玄文社主人の書斎

玄文社主人日々の雑感もしくは読後ノート

山尾悠子『夢の遠近法』(4)

2015年03月10日 | ゴシック論
 作品集『夢の遠近法』の中でもう一編取り上げるとしたら、言うまでもなく「遠近法」という作品以外にない。「傳説」が文体においてゴシック的であるとしたら、「遠近法」はその想像力においてゴシック的である。
「遠近法」という作品は、ある男の書いた未完の小説草稿という形で提出されている。そのこと自体もゴシック的な趣向を感じさせる。男が描いているのは《腸詰宇宙》とその住人の姿である。ここで描かれている宇宙は円筒形をなしており、円筒の直径に限定はあるが、その長さには限定がない。
 円筒は無限の上方まで延び、一方で無限の下方まで錘を下ろす。一日に一回太陽が上方から降りてきて下方に向かっていく。太陽に続いて月もまた上方から降りてきて下方に向かう。しかし翌朝には、太陽は下から戻ってくるのではなく、再び上方から降りてくるのである。
 別に不思議なことではない。現実の地球上でも太陽は東から昇って西に沈むが、翌日西から引き返してくるようなことはない。無限の上方と無限の下方はどこかでつながっているのである。地球の表面が連続しているように、《腸詰宇宙》の内壁もまた連続しているのである。
 円筒形は球を幾何学的に展開したものだと思えばよい。この作品はそんな世界を想定した場所での思考実験のようなものであり、山尾の幾何学的な想像力を全面展開した作品ともなっている。
 宇宙は円筒形の内部に閉じこめられている。外側というものはない。山尾は地球を中心に見た場合の宇宙空間を裏返して見せているのである。そこにあるのは閉鎖空間としての宇宙であって、そこに住む住人はそこから出ることも出来なければ、その宇宙の秘密を知ることも出来ない。この作品は宇宙を閉鎖空間として描くことでゴシック的である。
 何かの寓話なのではない。山尾悠子の想像力はそのようには働かない。より自由にそして幾何学的にこそ働くのだろう。ポオもまた幾何学的な想像力を「メエルシュトレエムに呑まれて」や「落とし穴と振り子」のような作品で大いに発揮したが、山尾悠子の想像力のスケールに及ばない。
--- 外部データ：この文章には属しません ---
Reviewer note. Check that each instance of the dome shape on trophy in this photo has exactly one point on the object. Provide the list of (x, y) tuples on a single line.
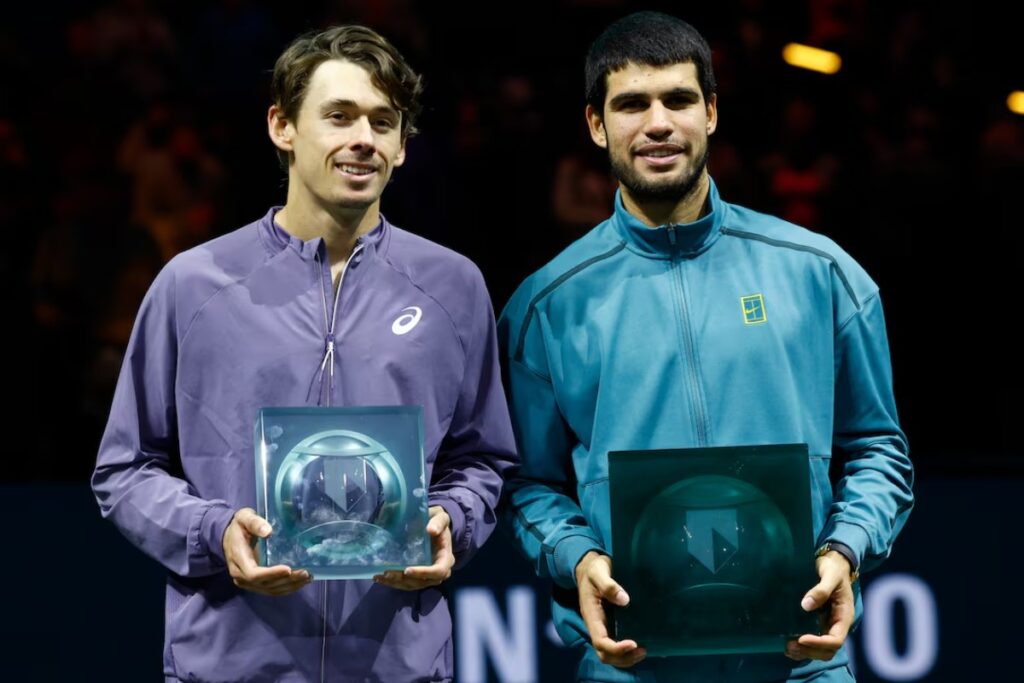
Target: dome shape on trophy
[(341, 494), (711, 544)]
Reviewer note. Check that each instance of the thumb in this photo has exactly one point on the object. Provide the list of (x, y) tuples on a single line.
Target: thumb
[(609, 589), (818, 595), (438, 522), (252, 522)]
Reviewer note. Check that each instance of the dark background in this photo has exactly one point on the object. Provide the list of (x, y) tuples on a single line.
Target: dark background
[(132, 129)]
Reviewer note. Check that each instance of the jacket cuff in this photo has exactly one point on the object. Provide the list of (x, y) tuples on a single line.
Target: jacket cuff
[(209, 541), (852, 536), (567, 554)]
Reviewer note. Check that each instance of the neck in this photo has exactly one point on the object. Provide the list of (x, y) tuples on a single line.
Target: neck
[(339, 226), (655, 212)]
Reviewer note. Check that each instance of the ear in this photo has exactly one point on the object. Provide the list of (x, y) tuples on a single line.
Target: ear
[(280, 129), (399, 157), (596, 126)]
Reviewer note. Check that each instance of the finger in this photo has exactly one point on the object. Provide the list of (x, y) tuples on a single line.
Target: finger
[(252, 522), (286, 586), (607, 587), (817, 647), (619, 653), (240, 551), (593, 615), (439, 520), (439, 571), (258, 574), (402, 583), (819, 595)]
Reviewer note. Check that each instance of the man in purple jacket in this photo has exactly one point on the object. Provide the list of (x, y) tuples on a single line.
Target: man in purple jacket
[(320, 302)]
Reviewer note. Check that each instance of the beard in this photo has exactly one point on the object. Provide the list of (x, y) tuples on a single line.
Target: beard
[(673, 189)]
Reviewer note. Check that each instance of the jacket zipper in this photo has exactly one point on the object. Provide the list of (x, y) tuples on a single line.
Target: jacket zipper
[(330, 321), (328, 365), (694, 376)]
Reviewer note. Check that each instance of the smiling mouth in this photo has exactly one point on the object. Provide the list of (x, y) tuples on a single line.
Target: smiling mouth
[(352, 169)]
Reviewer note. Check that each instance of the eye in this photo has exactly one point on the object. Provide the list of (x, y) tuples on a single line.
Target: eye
[(633, 105), (679, 102)]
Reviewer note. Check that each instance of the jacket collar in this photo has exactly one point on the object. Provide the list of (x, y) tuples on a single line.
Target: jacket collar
[(673, 239), (278, 239)]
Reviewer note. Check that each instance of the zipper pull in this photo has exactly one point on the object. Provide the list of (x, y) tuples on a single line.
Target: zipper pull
[(329, 353)]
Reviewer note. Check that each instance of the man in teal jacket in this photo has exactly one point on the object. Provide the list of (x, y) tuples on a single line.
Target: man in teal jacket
[(684, 321)]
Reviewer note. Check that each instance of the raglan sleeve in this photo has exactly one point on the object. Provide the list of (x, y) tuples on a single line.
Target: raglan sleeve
[(873, 496), (478, 451), (542, 512), (134, 480)]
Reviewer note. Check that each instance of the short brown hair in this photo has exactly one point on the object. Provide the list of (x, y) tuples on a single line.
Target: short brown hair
[(388, 71)]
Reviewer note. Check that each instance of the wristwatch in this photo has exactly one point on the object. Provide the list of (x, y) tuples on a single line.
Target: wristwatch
[(846, 552)]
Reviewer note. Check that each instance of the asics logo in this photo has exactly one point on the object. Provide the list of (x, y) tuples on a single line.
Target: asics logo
[(408, 321)]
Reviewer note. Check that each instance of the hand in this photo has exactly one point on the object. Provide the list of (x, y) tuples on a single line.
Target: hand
[(414, 579), (836, 590), (594, 583), (240, 551)]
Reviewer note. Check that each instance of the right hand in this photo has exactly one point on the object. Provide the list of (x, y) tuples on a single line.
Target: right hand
[(240, 552), (595, 583)]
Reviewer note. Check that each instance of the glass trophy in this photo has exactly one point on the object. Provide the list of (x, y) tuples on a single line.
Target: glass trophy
[(715, 547), (343, 489)]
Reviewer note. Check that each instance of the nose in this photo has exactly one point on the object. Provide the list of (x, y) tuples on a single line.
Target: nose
[(363, 134), (657, 124)]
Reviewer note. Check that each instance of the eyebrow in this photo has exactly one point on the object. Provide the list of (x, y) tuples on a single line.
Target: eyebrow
[(332, 104), (636, 94)]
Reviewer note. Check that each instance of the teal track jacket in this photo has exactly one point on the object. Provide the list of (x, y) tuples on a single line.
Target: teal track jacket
[(737, 329)]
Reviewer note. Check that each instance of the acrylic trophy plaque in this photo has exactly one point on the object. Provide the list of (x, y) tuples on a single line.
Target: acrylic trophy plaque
[(343, 489), (715, 547)]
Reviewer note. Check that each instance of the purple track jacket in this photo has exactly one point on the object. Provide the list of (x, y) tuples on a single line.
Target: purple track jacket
[(246, 321)]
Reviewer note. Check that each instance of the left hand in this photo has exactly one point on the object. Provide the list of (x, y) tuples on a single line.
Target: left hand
[(836, 590), (415, 579)]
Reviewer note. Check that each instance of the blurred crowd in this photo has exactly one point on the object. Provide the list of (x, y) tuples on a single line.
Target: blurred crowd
[(133, 129)]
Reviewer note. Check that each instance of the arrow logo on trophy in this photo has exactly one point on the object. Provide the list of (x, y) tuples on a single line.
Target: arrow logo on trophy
[(712, 537), (351, 486)]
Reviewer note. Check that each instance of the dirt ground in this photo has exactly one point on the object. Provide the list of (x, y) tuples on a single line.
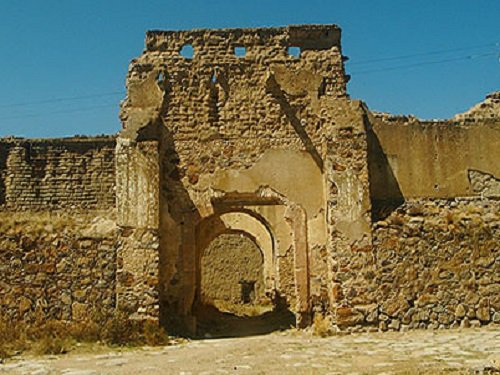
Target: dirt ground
[(465, 351)]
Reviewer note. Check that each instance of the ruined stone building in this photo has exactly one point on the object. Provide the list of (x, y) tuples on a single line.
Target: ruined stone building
[(245, 173)]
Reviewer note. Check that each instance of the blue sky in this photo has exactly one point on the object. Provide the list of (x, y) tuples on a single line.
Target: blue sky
[(53, 51)]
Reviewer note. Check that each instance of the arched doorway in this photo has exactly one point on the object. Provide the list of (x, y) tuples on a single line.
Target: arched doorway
[(236, 279), (232, 274)]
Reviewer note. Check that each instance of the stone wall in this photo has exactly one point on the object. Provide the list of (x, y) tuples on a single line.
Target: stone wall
[(412, 158), (57, 266), (57, 173), (434, 264)]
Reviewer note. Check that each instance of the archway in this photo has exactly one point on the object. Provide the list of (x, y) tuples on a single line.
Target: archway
[(236, 291)]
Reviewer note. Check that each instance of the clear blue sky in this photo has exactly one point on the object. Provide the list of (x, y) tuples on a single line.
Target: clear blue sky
[(53, 49)]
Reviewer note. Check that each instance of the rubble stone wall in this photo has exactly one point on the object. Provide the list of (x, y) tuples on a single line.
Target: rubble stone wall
[(434, 264), (57, 173), (57, 265)]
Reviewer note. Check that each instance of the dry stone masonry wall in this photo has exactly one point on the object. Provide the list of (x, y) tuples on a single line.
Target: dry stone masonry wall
[(57, 266)]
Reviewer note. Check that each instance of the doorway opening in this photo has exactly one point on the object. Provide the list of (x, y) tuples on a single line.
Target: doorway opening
[(232, 299)]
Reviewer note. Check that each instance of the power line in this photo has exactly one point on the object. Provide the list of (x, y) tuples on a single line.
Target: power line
[(469, 57), (430, 53), (63, 99), (59, 112)]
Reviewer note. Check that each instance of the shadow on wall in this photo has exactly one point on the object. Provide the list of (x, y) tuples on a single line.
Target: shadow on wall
[(213, 323), (385, 192)]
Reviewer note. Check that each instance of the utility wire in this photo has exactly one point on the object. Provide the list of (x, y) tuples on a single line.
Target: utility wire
[(437, 52), (63, 99), (370, 61), (59, 112), (469, 57)]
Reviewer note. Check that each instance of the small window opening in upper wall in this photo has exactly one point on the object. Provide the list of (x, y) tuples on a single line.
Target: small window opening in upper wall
[(294, 51), (187, 51), (240, 51)]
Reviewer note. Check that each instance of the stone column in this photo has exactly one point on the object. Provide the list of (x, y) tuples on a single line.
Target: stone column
[(297, 219), (349, 240), (137, 184)]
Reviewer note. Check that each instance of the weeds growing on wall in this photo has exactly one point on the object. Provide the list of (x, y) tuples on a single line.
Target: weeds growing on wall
[(58, 337)]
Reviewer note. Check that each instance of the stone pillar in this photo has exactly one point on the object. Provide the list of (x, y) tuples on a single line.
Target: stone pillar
[(137, 184), (297, 219), (349, 241)]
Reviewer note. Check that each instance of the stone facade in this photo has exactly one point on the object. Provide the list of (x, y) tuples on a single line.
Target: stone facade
[(379, 221), (57, 265), (57, 173)]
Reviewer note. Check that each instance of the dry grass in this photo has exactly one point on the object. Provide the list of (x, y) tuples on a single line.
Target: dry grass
[(57, 337)]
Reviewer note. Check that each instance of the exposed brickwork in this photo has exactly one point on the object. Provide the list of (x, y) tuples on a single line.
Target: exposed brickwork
[(57, 174)]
それは山尾がポオのあとに成立し発展してきたSF小説の世界を知っているからなのだ。
 とにかく山尾悠子は、日本の現代作家の中でその想像力に於いて最も傑出した作家なのだと思う。


山尾悠子『夢の遠近法』(3)

2015年03月10日 | ゴシック論
 デジデリオの作品にはまったく動きというものがない。壮麗な建築群は、静かにそこに立って崩壊を待っているか、あるいは崩壊が終わったあとの静寂の中に置かれている。「偶像を破壊するユダ王国のアサ王(聖堂の倒壊)」という柱が崩壊するその瞬間を描いた作品もあるが、それすらストップモーションのように動きというものを剥奪されて描かれている。
 山尾悠子の「傳説」の書き出しは、デジデリオの作品のように動きを欠いているが、山尾はそれに動きを与えていく。小説は絵画と違っていつまでも動かないままでいることはできないから。
「神々の没落をとうに見送り果てた筈のこの世界に、或る日変化が起きたと思え
動くものが現れたのだ。地平を超え、罌粟粒ほどに小さく、しかし確実に動いてくるものが」
 山尾の描く動きは微細なものに過ぎない。終末の世界を思わせる廃墟の中を一組の男女が静かに進んでいく。いずことも知れぬ方向に向かって。「世界の涯ての涯ても、いつかは尽きると思え」――つまり世界の涯てさえ尽きるところへ向かって……。
 山尾悠子の作品はゴシック的である。デジデリオの作品がそうであるようにゴシック的である。漱石の「幻影の楯」もゴシック的だが、そこにはロマンスがあった。“ゴシックロマンス”というときのロマンスが。一方山尾の作品はロマンスを欠落させたゴシックに他ならない。
 山尾悠子の「傳説」における文体は死後硬直のように“古風”であるが、それがロマンスを欠いている限り十分に“古風”ではない。やはり山尾は現代の作家なのだ。
 山尾は「傳説」のことを自分で「神懸かり的な小説」と言っているが、確かに命令文の効果もあって、信じられないほどの緊張感を漂わせている。しかし作品は極めて短い。これほどのテンションを長い時間維持できるはずもない。こうして山尾のロマンスを欠いたゴシックは、小説であるよりも詩の世界に近づいていく。カタレプシーのような散文詩である。
(1) で『リテラリーゴシック・ジャパン』に触れたときに、「真にリテラリーゴシック(文学的ゴシック)と呼べるのは、高橋睦郎の「第九の欠落を含む十の詩編」と吉岡実の同じく詩編「僧侶」そして我らが山尾悠子の「傳説」の三編だけではないか」と書いたが、その意味が分かってもらえるだろう。現代にあってゴシックは詩としての方が成立しやすいということは言える。
 以上まだ山尾悠子の「傳説」にしか触れていない。先を急がなくてはならない。